Kalorama cited companion testing and demand for personalized medicine, demand for improved infectious disease testing, and sales to China and other nations as reasons for increasing sales. There are limits to growth however; such as the actions of developed-nation governments to reduce reimbursements and the severe drop in the glucose market recently due to cheaper meter competition. Consolidation of labs continues to be a market limiter as well. The market is also boosted by the aging world population and the stream of new test innovations – this is a field where double-digit percentages of sales invested back in R&D is not uncommon – and the market is offset by reimbursement cuts worldwide and slower buying in mature sectors. Mass spectrometry has arrived, the report said. Once an instrument in research it is now an essential part of microorganism identification, drug testing and other applications. For the second time, we include reporting on mass spectrometry clinical testing in the report. and it makes a contribution to the market and to growth.
The firm includes hundreds of firms in in its report but said that Roche, Abbott Diagnostics, Siemens Healthcare, Danaher, Thermo Fisher Scientiic, bioMerieux and Ortho Clinical Diagnostics are among top tier competitors.
Some other findings of the report:
- Roche leads, Abbott is 2nd. But no company, not even these large IVD companies, owns all the technology to compete in an increasingly complex world. Chapter 2 of the report lists over 60 recent mergers and acquisitions related to IVD. Significant recent deals. Last year Abbott brought POC leader Alere into its operations, completing an acquisition finalized in 2017. Recently, Meridian Biosciences purchased GenePOC.
- Major chemistry vendors are developing improved models selling their existing customers on staying with them – to preserve and expand revenue, as well as create barrier entry against other vendors in a shrinking lab environment. Footprint improvements, IT enhancements, EMR, automation and expanded menus are part of this change.
- Mass spectrometry has gone from a research tool to a significant category in the market, especially in developed markets, for the identification of bacteria, fungi and mycobacteria. The MALDI-TOF market has exploded in recent years in microbiology labs, thanks largely to the IVD regulatory approval of the VITEK MS and MALDI Biotyper. There are limitations, throughput and operator experience among them.|
- A clear majority of the market is outside the United States. All of the major IVD companies reported double-digit increases in their sales in China with growth in the other top emerging markets: Brazil, Turkey, Korea, India, Saudi Arabia and Mexico. Other emerging markets of interest for IVD vendors were Colombia, UAE, South Africa and the Eastern Europe region. These countries continue to invest in healthcare infrastructure and insurance coverage for a growing more affluent middle class.

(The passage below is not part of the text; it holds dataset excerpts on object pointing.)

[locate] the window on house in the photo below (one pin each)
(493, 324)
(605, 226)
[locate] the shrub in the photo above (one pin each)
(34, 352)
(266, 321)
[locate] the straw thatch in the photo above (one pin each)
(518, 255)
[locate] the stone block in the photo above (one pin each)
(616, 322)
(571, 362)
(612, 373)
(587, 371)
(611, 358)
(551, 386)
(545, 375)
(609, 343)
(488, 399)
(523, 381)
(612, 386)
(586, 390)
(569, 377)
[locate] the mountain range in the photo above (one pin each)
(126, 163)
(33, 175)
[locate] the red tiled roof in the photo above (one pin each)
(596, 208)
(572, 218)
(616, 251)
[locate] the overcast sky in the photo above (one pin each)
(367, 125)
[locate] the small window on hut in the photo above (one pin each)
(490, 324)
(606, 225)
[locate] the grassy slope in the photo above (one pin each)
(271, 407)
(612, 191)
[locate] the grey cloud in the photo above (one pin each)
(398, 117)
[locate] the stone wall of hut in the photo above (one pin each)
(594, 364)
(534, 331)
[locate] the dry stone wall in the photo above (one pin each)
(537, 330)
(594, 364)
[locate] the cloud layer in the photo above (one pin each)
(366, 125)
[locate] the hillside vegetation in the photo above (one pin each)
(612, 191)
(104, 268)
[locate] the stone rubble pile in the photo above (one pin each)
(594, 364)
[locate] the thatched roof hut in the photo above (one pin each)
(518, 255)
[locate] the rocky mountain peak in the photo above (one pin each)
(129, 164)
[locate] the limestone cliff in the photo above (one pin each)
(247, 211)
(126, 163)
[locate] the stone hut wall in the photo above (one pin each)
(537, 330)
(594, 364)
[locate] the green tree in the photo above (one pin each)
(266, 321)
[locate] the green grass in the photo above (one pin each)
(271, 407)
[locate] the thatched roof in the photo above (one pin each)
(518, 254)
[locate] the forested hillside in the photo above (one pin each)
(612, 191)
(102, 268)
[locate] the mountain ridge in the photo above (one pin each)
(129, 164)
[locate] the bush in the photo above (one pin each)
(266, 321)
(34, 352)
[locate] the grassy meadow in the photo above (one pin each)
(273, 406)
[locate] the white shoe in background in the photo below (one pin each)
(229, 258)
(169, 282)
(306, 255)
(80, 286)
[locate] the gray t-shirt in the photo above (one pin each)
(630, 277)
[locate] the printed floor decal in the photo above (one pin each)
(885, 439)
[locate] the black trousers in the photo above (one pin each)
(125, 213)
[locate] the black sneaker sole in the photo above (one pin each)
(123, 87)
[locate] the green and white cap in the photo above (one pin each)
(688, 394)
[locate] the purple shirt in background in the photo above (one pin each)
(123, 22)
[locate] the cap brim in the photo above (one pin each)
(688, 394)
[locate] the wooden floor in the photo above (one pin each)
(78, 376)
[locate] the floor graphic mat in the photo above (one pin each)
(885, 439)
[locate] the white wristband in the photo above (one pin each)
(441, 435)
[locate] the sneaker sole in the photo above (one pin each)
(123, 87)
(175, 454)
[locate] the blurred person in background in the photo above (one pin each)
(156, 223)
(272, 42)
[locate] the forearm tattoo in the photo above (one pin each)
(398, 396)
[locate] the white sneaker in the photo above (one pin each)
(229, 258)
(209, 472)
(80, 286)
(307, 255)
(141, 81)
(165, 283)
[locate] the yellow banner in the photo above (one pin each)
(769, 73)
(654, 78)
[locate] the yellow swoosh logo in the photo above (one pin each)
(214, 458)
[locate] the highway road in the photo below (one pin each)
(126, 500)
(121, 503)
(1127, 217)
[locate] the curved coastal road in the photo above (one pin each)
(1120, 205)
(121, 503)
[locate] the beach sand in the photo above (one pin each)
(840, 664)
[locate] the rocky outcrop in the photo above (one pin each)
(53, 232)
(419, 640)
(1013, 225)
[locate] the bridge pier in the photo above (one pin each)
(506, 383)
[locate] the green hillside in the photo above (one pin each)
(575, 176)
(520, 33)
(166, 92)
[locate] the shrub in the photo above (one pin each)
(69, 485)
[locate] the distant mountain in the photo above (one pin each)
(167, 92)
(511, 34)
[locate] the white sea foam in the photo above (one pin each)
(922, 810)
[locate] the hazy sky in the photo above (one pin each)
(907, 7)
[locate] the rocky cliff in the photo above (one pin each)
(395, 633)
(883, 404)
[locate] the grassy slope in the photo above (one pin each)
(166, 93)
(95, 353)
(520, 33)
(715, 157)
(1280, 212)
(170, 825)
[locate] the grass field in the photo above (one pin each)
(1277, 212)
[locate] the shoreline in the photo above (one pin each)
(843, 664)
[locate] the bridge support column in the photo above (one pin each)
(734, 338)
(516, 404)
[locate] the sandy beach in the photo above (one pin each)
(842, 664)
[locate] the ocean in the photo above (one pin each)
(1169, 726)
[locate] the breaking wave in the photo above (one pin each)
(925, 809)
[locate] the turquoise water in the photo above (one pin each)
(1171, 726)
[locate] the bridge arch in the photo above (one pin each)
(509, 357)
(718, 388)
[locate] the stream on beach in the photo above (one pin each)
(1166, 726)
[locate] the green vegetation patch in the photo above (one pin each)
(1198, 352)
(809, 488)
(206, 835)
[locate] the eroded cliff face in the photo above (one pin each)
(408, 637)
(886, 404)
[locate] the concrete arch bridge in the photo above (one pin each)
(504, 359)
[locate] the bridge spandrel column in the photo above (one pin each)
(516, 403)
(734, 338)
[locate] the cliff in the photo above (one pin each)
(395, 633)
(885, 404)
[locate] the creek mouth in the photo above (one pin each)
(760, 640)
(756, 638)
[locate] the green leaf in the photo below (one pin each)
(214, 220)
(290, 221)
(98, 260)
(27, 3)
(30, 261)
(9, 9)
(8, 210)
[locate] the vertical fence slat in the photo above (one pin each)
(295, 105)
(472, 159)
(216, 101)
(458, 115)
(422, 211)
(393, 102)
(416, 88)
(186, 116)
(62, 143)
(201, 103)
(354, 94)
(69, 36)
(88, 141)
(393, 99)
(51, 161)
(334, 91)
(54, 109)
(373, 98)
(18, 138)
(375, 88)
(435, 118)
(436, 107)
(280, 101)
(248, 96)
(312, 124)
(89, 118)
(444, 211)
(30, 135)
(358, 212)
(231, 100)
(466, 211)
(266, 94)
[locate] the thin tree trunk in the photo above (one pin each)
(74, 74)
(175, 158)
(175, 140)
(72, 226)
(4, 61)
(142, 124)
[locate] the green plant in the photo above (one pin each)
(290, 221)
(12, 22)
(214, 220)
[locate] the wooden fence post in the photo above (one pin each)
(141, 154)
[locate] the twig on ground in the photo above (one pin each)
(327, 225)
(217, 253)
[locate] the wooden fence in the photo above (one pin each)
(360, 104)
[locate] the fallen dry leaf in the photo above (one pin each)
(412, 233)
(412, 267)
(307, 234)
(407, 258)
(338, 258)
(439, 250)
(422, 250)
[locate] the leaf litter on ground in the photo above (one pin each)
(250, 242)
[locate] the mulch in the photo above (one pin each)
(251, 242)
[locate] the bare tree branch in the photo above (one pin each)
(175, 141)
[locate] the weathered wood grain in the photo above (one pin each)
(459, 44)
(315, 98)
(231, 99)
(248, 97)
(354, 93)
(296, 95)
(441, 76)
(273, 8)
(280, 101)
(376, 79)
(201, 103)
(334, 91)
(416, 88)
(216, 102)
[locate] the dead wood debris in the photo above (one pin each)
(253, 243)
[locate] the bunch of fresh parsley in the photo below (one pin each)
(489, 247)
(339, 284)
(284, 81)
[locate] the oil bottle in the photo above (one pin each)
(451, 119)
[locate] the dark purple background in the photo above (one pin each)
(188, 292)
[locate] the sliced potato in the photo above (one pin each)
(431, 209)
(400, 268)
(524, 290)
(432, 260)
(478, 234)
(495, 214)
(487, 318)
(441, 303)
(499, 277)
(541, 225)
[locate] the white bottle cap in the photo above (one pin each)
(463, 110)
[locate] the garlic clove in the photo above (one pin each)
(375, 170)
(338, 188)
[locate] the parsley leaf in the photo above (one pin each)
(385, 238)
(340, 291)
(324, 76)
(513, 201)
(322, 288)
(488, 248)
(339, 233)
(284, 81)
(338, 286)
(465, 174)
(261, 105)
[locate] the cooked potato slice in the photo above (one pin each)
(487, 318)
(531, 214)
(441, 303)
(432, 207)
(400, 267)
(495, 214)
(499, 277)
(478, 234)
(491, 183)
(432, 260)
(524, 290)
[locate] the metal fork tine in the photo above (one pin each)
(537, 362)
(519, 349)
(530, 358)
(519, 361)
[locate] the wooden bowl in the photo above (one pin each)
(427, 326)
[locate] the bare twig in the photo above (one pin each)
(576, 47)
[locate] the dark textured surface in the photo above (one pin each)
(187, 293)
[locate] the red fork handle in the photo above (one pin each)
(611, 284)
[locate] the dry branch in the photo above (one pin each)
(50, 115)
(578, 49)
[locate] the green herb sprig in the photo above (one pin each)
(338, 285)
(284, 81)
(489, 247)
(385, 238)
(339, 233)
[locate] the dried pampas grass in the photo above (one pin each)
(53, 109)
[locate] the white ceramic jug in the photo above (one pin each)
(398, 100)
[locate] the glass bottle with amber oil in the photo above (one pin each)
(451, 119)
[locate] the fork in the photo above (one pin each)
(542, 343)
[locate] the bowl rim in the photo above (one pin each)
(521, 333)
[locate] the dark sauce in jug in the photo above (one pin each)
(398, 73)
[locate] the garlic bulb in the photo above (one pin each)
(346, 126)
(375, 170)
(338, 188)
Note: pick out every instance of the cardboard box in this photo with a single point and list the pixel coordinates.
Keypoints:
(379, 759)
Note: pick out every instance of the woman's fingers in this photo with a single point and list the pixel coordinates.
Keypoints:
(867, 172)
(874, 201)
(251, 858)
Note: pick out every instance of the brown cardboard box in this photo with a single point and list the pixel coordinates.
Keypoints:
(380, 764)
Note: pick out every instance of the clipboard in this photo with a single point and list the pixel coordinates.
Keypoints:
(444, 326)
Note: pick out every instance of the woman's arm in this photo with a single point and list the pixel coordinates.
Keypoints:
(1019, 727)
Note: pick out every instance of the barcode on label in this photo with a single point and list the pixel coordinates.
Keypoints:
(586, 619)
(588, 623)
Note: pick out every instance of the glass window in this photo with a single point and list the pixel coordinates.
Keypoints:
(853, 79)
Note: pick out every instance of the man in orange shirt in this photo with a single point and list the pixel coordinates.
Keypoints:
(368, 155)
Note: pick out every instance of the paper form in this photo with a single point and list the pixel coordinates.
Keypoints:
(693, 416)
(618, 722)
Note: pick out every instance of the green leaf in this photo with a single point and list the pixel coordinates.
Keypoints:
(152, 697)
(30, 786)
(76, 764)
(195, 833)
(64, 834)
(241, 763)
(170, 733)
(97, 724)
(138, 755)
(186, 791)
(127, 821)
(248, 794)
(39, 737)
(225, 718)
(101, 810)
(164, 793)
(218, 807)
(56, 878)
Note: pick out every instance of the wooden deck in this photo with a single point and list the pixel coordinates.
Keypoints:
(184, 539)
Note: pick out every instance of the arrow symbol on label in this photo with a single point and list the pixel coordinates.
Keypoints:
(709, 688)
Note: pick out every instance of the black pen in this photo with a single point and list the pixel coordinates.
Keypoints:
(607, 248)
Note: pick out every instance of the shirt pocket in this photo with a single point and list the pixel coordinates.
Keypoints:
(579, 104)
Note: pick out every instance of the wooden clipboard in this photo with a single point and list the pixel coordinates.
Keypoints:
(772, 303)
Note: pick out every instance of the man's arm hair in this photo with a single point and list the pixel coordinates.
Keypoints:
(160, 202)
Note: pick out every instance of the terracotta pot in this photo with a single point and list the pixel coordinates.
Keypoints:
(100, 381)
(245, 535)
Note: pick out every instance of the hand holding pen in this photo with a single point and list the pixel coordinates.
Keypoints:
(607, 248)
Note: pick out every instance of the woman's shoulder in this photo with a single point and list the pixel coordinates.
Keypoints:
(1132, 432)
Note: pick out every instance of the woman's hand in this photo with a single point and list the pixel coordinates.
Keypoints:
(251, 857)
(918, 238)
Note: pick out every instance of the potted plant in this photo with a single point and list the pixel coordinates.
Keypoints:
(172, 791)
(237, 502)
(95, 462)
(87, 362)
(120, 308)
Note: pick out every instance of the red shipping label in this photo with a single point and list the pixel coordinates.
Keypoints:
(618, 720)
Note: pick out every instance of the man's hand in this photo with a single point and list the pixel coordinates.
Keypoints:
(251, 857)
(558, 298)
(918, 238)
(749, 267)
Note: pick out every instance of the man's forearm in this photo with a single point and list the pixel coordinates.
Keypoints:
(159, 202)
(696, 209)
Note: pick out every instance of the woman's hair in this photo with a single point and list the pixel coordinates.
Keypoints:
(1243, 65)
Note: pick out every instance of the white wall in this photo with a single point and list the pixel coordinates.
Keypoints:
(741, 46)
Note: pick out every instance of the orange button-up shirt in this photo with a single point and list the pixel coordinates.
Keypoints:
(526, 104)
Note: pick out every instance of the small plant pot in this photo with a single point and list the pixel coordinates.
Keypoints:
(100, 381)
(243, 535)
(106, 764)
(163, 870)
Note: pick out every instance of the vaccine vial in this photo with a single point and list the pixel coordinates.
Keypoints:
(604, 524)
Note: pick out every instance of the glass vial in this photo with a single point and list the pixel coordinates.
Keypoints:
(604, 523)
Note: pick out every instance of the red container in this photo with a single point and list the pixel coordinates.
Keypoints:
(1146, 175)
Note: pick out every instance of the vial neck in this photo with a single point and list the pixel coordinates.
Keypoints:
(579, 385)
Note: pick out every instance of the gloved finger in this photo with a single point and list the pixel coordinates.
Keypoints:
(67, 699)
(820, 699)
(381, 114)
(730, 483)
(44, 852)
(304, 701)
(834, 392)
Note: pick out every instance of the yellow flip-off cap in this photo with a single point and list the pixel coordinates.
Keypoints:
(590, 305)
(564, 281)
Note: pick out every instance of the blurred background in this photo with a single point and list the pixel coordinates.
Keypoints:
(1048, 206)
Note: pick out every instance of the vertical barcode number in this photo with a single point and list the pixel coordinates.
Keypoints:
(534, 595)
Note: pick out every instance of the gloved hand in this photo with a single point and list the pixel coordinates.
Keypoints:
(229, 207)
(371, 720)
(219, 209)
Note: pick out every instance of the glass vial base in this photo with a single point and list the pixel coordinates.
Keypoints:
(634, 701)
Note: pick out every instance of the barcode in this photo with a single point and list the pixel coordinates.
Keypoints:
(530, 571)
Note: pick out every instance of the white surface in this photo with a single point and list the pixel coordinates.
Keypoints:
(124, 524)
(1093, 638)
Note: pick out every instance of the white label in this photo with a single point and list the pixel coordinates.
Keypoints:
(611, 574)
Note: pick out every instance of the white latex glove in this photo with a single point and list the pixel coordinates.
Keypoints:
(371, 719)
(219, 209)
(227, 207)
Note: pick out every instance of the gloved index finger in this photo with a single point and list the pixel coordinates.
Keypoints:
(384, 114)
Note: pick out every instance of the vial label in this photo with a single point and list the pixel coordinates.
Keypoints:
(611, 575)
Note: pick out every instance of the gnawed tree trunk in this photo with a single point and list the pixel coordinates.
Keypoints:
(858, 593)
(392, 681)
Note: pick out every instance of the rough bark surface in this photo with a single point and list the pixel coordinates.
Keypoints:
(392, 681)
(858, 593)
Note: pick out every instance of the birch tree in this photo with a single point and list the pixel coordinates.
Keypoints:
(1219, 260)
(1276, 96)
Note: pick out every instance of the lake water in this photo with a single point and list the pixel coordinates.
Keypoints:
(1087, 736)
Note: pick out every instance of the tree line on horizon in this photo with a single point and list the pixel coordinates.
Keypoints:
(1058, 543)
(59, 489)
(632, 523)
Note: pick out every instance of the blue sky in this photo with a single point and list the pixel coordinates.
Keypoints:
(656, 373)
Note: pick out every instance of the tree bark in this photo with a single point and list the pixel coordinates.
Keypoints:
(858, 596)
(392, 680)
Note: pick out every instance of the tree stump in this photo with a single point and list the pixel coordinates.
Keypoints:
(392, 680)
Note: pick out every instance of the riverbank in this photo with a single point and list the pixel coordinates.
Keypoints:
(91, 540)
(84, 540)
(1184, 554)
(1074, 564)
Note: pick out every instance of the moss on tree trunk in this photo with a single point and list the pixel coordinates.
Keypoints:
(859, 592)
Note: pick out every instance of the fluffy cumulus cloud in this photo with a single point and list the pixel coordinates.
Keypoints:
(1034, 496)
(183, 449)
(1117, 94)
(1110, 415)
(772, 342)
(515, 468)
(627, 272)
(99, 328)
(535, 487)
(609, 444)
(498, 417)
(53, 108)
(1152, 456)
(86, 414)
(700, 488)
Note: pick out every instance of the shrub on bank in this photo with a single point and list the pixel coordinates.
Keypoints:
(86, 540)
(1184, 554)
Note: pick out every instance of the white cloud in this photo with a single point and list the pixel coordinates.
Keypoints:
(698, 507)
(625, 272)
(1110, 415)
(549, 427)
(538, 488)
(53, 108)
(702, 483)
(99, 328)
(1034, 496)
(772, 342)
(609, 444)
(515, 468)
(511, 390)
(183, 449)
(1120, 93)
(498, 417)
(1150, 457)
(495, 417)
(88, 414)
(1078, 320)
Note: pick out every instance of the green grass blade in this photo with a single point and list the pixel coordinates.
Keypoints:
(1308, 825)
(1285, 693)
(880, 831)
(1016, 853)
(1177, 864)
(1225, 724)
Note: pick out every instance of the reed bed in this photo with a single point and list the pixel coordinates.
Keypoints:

- The market continues to grow, but what the dollars represent is changing. Twenty years ago, clinical chemistry and immunoassays were most of testing. Still today, the traditional core lab test segments – chemistry/immunoassay, hematology and coagulation – make up 34% of the dollar value of the IVD market in 2019, while they are over sixty percent of tests run. As molecular, infectious disease, and cancer tests increase in importance, the market share of these core tests will decrease to 29% in 2024.
- Sepsis is a growing problem and early detection is crucial for patients. Approximately 1.7 million individuals in the US develop sepsis each year and there is currently no gold standard for diagnosis in the clinical setting. Procalcitonin (PCT) and lactate are two established biomarkers for sepsis, but there are limitations. Several European studies have reported reduction in antibiotic usage with PCT-guided decision making, but a large multi-center US discussion did not show results. A novel marker, Human Neutrophil Lipocalin (HNL), a glycoprotein released from activated neutrophils during bacterial infections, has attracted some attention.